BANKA VE TARIM KREDİ AVUKATLARININ HACİZ VE İCRA KISKACI İLE KEFİLLERİN BASKISINA DAYANAMADI

Gözü yaşlı ailesi ve arkadaş çevresi ile sevenleri tarafından toprağa verilen Fuat Avşar’ın Denizbank ve Tarım Kredi Kooperatifi’nden kullandığı tarımsal krediyi ödeyemediği için, banka ve Tarım Kredi Kooperatifi avukatları tarafından haciz ve icra kıskacı ile birlikte kefillerin yoğun baskısına daha fazla dayanamadığından hayatına son verdiği öğrenildi.

HAYVANLARINI SATMASINA RAĞMEN BORÇLARINI KAPATAMADI

Yakınlarından alınan bilgiye göre; Hayvancılık yapan Fuat Avşar, daha önce Ziraat Bankasından aldığı kredi borcunu Denizbank’tan aldığı kredi ile kapatmış. Her geçen sene artan girdi maliyetleri sonucunda faaliyetine devam etmek ve geçimini sürdürebilmek için kredi limitini artıran çiftçi, Tarım Kredi Kooperatifi Ardahan Müdürlüğü’nden de yem ve diğer girdileri ayni kredi olarak kullanmış. Yaşanan ekonomik krizden dolayı her geçen yıl hayvan sayısı artması gerekirken kredi borcu artan çiftçi, gelinen noktada hayvanlarını satmasına rağmen borçlarını kapatamamış.
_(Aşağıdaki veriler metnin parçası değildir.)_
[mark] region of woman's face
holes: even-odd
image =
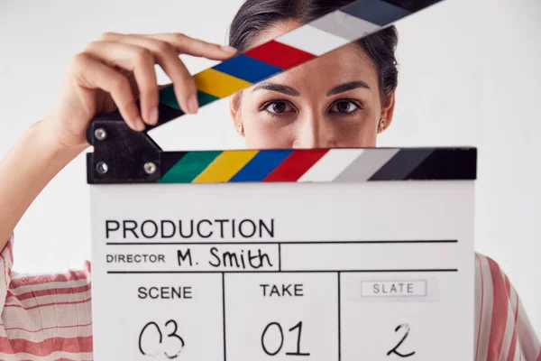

KEFİLSİNİZ BORCUNUZ OLMASA BİLE FUAT'IN BORCUNU SİZİN MALLARINIZI HACZEDEREK ALACAĞIM!

Evine gelen icra ve hacizlerin yarattığı psikolojik baskıya, Tarım Kredi Kooperatifi müdürünün kefillere, ”Kefilsiniz, borcunuz olmasa bile ben Fuat’ın borcunu sizin mallarınızı haczederek alacağım.” diye sürekli sıkıştırması sonucunda, kefillerin tehdite varan baskılarına daha fazla dayanamayan Fuat Avşar’ın, kendisine ait ruhsatlı av tüfeği ile intihar ederek hem işletmesine, hem ailesine hemde hayatına veda ettiği öğrenildi.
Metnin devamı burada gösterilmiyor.